Es gibt HFCS in verschiedenen Varianten, mit Fruktose-Anteilen von 42, 55 oder 90 Prozent. Welche Variante zum Einsatz kommt, lässt sich auch hier nicht aus der Zutatenliste ablesen.

Was versteht man unter Invertzuckersirup?

Dieser Sirup ist ein flüssiges Gemisch vorwiegend aus den Einfachzuckern Glukose und Fruktose bei gleichen Anteilen und wird durch Zerlegung des Zweifachzuckers Saccharose gewonnen. Rund 10 Prozent liegen weiterhin als Saccharose vor.

Invertzucker ist etwas süßer als Saccharose und kristallisiert weniger stark aus: Er findet sich zum Beispiel in Getränken, Backwaren und Süßigkeiten.

Was ist Milchzucker? (Laktose)

Umgangssprachlich auch Milchzucker genannt, ist Laktose ein Zweifachzucker, der sich je zur Hälfte aus den Monosacchariden Galactose und Glukose zusammensetzt. Kann der Körper Laktose wegen eines Mangels des Enzyms Laktase schlecht verdauen, spricht man von einer Laktoseintoleranz. Unter ihr leiden in Deutschland laut Bundeszentrum für Ernährung 15 Prozent der Menschen.

Für was werden Malzsirup und Malzextrakt verwendet?

Malzsirup oder seine getrocknete Form, der Malzextrakt, werden von der Backindustrie ebenso wie Zuckerrüben- oder Karamellsirup gern eingesetzt, um Brot süßer zu machen und dunkler zu färben. Denn dunkel assoziieren Verbraucherinnen und Verbraucher mit einem hohen Vollkornanteil.

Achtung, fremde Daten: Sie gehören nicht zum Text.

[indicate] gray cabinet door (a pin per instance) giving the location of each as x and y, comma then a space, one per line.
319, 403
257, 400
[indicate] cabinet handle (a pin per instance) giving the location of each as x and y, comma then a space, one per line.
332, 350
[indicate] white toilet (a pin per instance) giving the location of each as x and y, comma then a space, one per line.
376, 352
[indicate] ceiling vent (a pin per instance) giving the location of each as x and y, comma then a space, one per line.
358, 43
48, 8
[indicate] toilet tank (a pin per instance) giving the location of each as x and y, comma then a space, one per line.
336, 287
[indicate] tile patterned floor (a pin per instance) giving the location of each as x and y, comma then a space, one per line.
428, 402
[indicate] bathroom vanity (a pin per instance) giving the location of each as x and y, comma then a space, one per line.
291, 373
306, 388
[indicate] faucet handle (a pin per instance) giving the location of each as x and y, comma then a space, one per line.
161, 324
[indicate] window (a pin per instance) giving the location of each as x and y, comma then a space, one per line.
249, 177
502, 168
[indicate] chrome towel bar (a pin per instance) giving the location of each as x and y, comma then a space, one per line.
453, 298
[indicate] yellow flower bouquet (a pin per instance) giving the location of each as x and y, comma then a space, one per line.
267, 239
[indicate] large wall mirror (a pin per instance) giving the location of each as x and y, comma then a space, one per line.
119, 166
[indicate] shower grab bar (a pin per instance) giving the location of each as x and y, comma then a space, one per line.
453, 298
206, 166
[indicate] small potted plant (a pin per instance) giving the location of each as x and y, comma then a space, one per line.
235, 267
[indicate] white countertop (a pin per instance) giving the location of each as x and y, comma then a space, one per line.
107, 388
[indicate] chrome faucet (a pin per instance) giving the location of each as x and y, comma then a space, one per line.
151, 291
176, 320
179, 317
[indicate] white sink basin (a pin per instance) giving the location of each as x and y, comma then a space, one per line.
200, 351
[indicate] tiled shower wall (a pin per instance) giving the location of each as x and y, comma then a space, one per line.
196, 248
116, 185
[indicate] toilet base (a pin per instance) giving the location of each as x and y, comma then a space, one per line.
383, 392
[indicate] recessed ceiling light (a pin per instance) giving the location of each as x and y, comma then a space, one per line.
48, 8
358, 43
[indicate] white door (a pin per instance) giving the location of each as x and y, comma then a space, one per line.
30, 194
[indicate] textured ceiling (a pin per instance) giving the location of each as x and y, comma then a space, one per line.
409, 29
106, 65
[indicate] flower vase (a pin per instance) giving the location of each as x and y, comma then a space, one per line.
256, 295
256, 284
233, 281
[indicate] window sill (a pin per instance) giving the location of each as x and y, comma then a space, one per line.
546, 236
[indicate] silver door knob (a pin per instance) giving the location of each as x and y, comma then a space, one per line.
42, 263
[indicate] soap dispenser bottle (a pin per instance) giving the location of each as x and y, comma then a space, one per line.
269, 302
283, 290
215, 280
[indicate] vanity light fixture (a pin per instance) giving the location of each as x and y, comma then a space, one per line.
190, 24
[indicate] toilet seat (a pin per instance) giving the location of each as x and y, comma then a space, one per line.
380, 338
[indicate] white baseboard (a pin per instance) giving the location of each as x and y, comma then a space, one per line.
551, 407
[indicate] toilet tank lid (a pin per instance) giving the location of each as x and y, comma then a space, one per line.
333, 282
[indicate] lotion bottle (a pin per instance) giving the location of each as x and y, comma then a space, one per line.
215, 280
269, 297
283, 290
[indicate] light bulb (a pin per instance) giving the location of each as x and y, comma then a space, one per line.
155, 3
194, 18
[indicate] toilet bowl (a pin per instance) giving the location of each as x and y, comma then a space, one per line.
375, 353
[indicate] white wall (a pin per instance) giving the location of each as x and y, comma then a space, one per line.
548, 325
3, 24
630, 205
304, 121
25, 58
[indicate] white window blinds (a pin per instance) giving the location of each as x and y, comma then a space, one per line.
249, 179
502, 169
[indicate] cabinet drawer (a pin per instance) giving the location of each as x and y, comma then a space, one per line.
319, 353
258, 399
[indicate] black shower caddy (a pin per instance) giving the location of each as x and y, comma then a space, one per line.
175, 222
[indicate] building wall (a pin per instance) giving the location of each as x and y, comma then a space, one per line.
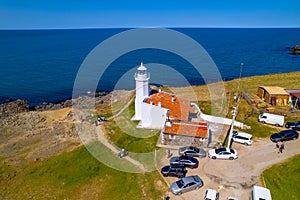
153, 117
141, 92
261, 92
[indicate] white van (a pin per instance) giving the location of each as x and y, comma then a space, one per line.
242, 137
277, 120
260, 193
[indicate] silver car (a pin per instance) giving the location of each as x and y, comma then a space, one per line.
192, 151
186, 184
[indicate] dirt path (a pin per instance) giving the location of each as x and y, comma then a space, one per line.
120, 111
235, 178
104, 141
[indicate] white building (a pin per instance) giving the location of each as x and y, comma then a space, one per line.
142, 90
153, 111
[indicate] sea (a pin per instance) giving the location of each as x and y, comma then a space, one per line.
41, 66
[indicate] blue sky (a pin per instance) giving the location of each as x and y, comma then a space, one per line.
31, 14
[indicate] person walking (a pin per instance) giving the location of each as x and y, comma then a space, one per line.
281, 147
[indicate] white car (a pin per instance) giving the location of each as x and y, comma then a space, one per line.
223, 153
242, 137
232, 198
211, 194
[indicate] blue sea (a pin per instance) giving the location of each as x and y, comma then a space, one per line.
41, 65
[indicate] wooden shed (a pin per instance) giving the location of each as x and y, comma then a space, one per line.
274, 95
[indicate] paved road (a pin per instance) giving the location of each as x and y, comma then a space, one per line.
235, 178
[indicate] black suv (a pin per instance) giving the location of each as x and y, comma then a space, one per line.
293, 125
174, 170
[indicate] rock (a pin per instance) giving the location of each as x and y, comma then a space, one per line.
295, 50
13, 108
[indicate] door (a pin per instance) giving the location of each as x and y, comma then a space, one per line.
273, 101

Gerstenmalzextrakt zum Beispiel besteht jedoch etwa zur Hälfte aus Zucker, wobei der aus Glukose-Bausteinen bestehende Zweifachzucker Maltose (Malzzucker) den größten Teil ausmacht.

Woraus besteht Reissirup?

Er wird durch die Aufspaltung von Reisstärke gewonnen und besteht hauptsächlich aus Glukose, die sowohl solo als auch als Maltose vorliegt. Da Reissirup so gut wie keine Fruktose enthält, süßt er im Vergleich zu Haushaltszucker weniger.

Was ist mit Honig, Agavendicksaft, Kokosblütenzucker & Co.?

Es ist richtig – natürliche Süßungsmittel enthalten neben Zuckermolekülen in unterschiedlicher Form auch ein paar Mineralien oder sekundäre Pflanzenstoffe. Nur: Damit der Körper von diesen Stoffen profitieren könnte, müsste man gleichzeitig Unmengen an Zucker essen. Und manchmal auch eine Extra-Portion Fruktose.

Der von mexikanischen Kaktuspflanzen abgezapfte Agavendicksaft beispielsweise besteht zu rund drei Vierteln aus Fruktose – deshalb schmeckt er auch so süß. Auch im Apfel- und Birnendicksaft dominiert die Fruktose.

Bei Honig schwankt die Zusammensetzung der Zuckerarten je nach Sorte – im Durchschnitt überwiegt jedoch auch hier die Fruktose, hinzu kommen Disaccharide wie Maltose oder Saccharose in kleinerem Umfang. Eine Honigsorte mit vergleichsweise niedrigem Fruktose-Gehalt ist Rapshonig.

Der aus dem Blütennektar der Kokospalme hergestellte Kokosblütenzucker ist immens teuer. Er besteht aber ohnehin zu rund 80 Prozent aus Saccharose – und unser Test aus dem Jahr 2021 zeigte: Fast ein Drittel der Produkte war zu 20 Prozent und mehr mit gewöhnlichem Haushaltszucker gestreckt. Mehr dazu lesen Sie hier: 

Maximal zehn Teelöffel Zucker pro Tag

Fest steht: Egal unter welchem Namen – Zucker im Übermaß ist nie gesund. Die Weltgesundheitsorganisation WHO empfiehlt, die tägliche Aufnahme von Zucker auf maximal zehn Prozent der gesamten Energiezufuhr zu beschränken. Das wären bei einem Erwachsenen mit einem täglichen Energiebedarf von 2.000 Kalorien rund 50 Gramm freier Zucker, was in etwa zehn Teelöffeln entspricht.

Tipp: Schauen Sie bei Lebensmitteln auf die Nährwerttabelle. Dort muss der Zuckergehalt aller Süßungsmittel plus der natürlicherweise in den Zutaten vorhandene Zucker summiert sein. Was leider nicht aus der Tabelle hervorgeht, ist der Fruktose-Anteil dieser Zuckerarten.